JAKARTA, GRESNEWS.COM - Permohonan terpidana kasus suap Urip Tri Gunawan untuk mengajukan Peninjauan Kembali ke Mahkamah Agung atas vonis 20 tahun penjara dinilai tidak memiliki bukti baru atau novum. Sehingga Jaksa Penuntut Umum Komisi Pemberantasan Korupsi (KPK) meminta Mahkamah Agung  menolak permohonan tersebut.

Jaksa KPK Ahmad Burhanuddin menyampaikan, menurut ketentuan pasal 263 ayat (2), harus ada alasan yang menjadi dasar permintaan pengajuan PK. Pertama, apabila terdapat keadaan baru yang menimbulkan dugaan kuat bahwa keadaan itu sudah diketahui pada saat sidang berlangsung. Dan hasilnya berupa putusan bebas atau lepas dari segala tuntutan hukum tidak dapat diterima.

Kedua, apabila dalam berbagai putusan terdapat pernyataan bahwa sesuatu telah terbukti, akan tetapi hal atau keadaan sebagai dasar dan alasan putusan yang dinyatakan telah terbukti itu bertentangan satu dengan yang lain," ujar Jaksa Ahmad Burhanuddin saat membacakan tanggapan di Pengadilan Tipikor, Jakarta, Kamis (25/9).

Atau, apabila putusan itu dengan jelas memperlihatkan suatu kekhilafan hakim atau suatu kekeliruan yang nyata. Dalam pasal 263 ayat (3) disebutkan atas dasar alasan yang sama sebagaimana pada ayat (2) terhadap suatu putusan pengadilan yang telah berkekuatan hukum tetap dapat diajukan permintaan peninjauan kembali. Apabila, dalam putusan itu perbuatan yang didakwakan dinyataka terbukti tetapi tidak diikuti suatu pemindanaan.
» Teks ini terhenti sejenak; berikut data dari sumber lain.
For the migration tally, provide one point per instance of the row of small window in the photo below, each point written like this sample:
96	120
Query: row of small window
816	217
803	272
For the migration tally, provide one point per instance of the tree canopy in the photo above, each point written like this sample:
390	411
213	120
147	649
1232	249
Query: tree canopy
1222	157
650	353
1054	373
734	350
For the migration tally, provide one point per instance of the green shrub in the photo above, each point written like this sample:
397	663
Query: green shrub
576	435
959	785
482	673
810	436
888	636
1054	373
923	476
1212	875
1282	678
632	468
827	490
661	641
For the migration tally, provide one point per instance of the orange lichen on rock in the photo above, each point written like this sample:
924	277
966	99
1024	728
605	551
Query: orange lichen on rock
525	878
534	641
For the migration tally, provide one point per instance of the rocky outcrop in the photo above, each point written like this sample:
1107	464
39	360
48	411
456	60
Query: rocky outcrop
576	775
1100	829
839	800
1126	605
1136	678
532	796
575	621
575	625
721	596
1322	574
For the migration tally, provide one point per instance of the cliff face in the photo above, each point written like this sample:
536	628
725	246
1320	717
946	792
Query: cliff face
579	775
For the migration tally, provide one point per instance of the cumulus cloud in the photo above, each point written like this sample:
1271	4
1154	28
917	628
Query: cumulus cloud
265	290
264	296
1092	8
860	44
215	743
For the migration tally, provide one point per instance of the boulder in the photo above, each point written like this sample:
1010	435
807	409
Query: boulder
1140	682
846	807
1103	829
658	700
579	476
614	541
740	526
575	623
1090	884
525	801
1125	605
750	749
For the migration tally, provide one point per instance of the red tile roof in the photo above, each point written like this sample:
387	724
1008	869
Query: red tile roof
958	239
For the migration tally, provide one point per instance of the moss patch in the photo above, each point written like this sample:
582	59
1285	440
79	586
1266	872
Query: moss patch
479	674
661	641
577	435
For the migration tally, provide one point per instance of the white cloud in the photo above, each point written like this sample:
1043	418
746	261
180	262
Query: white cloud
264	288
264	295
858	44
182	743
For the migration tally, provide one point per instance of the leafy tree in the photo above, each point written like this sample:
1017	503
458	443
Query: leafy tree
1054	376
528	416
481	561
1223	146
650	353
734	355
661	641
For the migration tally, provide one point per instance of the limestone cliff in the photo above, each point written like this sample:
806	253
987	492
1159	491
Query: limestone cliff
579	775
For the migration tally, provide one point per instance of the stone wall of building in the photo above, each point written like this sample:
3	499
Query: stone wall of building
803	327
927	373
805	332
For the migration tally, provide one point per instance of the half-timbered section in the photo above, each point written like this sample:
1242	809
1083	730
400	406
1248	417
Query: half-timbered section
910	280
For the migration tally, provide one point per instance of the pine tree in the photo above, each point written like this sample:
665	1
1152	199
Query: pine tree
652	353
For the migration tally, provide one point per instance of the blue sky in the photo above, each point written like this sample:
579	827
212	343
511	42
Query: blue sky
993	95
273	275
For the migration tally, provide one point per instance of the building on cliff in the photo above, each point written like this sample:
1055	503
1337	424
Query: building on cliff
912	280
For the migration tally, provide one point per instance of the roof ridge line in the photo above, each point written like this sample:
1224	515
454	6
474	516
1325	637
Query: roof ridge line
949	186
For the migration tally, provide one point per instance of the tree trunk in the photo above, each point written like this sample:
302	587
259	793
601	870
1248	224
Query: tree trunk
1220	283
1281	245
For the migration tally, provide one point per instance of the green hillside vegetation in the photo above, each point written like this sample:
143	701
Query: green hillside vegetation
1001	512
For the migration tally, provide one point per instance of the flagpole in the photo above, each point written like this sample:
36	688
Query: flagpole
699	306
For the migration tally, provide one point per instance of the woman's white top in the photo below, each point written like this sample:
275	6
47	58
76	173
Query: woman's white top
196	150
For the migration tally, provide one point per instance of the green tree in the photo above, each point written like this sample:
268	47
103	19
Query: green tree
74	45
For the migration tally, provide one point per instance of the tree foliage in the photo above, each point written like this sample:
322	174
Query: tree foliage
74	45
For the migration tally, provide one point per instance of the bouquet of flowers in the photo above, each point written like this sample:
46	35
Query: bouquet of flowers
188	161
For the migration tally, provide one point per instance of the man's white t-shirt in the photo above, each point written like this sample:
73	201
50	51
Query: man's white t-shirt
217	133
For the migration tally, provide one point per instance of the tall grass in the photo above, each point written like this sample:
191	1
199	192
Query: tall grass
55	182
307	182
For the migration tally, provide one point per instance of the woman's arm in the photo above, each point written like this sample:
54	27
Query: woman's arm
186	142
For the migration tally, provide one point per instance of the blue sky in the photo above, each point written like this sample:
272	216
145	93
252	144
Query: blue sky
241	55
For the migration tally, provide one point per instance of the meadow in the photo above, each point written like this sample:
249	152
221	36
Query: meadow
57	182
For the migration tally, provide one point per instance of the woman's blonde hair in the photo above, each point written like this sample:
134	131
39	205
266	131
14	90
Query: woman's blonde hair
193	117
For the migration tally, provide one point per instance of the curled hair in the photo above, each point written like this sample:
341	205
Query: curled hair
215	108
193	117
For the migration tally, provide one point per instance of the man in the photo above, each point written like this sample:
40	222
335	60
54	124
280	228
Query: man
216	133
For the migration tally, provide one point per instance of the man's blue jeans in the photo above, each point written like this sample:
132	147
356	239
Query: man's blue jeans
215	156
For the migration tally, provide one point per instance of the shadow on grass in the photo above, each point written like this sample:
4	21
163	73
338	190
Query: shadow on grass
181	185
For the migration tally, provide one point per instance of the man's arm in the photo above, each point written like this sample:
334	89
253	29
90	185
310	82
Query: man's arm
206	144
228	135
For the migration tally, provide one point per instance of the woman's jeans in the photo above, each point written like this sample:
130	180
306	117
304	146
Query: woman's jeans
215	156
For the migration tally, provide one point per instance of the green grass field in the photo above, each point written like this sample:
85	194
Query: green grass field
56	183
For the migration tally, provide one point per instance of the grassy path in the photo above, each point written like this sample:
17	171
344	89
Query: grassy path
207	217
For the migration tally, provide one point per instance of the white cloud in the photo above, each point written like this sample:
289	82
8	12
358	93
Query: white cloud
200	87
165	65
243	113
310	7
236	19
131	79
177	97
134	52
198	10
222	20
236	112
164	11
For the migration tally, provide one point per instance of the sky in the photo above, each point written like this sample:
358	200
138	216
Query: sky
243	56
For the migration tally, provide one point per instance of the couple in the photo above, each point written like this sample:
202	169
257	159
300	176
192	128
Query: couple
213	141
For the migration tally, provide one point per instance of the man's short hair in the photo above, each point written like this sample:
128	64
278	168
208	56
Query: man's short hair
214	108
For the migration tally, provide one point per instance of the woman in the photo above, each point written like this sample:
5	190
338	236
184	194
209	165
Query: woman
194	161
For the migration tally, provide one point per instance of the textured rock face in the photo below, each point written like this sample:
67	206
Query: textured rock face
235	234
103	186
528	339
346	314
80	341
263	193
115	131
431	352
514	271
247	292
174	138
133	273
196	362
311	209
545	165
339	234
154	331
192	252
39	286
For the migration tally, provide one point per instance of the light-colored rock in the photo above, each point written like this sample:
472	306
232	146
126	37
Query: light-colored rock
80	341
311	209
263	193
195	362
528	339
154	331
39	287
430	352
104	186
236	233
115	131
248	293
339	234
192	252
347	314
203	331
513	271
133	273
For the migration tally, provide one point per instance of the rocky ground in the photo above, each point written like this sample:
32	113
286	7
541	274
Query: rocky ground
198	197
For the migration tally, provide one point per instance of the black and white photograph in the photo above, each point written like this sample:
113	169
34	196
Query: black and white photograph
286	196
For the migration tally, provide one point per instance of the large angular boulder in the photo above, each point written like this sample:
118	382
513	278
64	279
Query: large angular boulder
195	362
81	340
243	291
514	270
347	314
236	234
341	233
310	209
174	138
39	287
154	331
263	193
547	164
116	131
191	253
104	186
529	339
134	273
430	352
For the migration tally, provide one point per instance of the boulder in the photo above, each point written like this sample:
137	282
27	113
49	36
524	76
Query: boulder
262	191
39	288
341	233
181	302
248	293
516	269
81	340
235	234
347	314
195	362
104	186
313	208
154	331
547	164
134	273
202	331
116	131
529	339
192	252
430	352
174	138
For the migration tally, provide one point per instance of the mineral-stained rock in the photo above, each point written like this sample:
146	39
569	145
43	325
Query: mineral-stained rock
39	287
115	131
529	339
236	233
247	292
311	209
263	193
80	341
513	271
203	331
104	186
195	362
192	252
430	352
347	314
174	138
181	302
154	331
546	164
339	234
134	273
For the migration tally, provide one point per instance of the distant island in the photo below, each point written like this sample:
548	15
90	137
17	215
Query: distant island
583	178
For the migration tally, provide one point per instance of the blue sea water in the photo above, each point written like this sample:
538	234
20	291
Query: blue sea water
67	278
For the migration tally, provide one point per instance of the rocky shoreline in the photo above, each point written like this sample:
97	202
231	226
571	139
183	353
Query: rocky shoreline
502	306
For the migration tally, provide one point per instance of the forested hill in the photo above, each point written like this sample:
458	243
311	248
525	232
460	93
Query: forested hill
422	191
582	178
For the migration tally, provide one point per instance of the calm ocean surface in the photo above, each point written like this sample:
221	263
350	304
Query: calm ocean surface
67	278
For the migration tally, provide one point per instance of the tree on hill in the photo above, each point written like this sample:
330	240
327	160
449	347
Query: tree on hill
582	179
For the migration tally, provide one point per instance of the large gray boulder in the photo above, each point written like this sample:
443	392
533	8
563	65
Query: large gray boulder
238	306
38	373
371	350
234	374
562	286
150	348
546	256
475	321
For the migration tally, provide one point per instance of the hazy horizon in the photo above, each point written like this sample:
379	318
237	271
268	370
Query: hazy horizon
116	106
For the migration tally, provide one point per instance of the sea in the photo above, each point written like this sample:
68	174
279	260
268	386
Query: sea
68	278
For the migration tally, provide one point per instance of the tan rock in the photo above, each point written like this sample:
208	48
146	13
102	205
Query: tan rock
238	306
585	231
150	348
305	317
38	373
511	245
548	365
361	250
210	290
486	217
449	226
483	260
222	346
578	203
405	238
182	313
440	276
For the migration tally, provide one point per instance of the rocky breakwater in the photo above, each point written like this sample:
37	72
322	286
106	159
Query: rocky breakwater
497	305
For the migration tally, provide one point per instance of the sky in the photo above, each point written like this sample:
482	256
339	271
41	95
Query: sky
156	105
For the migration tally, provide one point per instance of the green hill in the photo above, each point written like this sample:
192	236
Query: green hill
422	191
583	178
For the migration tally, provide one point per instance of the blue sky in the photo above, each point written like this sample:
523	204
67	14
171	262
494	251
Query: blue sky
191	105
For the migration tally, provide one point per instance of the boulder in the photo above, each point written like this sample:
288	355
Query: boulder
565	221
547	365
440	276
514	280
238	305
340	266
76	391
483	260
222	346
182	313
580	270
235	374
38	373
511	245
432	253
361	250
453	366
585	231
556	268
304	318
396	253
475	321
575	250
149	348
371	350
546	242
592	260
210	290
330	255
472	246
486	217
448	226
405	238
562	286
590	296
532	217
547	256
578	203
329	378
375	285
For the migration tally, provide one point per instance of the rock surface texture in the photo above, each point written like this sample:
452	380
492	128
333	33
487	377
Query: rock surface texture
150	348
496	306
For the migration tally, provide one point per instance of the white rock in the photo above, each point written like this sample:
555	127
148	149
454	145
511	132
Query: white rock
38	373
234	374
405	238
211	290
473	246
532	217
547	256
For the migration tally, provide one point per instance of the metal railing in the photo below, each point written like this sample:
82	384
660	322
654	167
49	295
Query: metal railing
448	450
Selain itu, menurut Jaksa KPK lainnya Rini Triningsih, bukti baru (novum) diajukan mantan jaksa itu tidak beralasan. Menurut dia, dalih Urip dengan menyatakan ada tumpang tindih penyidikan kasus BLBI antara Kejaksaan Agung dan KPK keliru. Sebab, dia mengatakan dalil itu dipakai Urip buat menutupi dan mengaburkan fakta persidangan sebenarnya. Yakni Urip terbukti menerima suap dari obligor BLBI dari Bank BDNI, Syamsul Nursalim melalui Artalyta Suryani sebesar USD 660 ribu.

"Belum ditingkatkannya kasus BLBI ke penyidikan oleh KPK hingga saat ini merupakan keadaan lain, dan sama sekali tidak berhubungan dengan perbuatan terdakwa yang menerima sejumlah uang dari Artalyta Suryani," kata Jaksa Rini.

Pernyataan Urip, lanjutnya, soal tidak adanya kalimat perintah penahanan dalam amar putusan Mahkamah Agung juga bukanlah novum. Menurut dia, mestinya bila Urip merasa amar putusannya tidak lengkap, maka dia seharusnya mengajukan permintaan itu sesaat setelah ditahan tanpa ada surat penetapan perpanjangan penahanan dari MA.

"Namun pemohon PK tidak pernah mengajukan keberatan sampai pelaksanaan eksekusi. Berdasarkan hal-hal tesebut, maka alasan pemohon PK bukan merupakan novum sehingga harus dikesampingkan," tandasnya.

Jaksa Rini menambahkan kewenangan KPK dalam mengeksekusi terdakwa juga tidak bertentangan dengan hukum. Sebab menurut dia, selama ini seluruh eksekusi perkara yang sudah dinyatakan berkekuatan hukum tetap dilaksanakan oleh Jaksa KPK. Untuk itu ia berharap, Majelis Hakim menolak permohonan PK Urip dan menguatkan putusan MA  nomor 243 K / Pid.Sus/ 2008 pada 11 Maret 2009.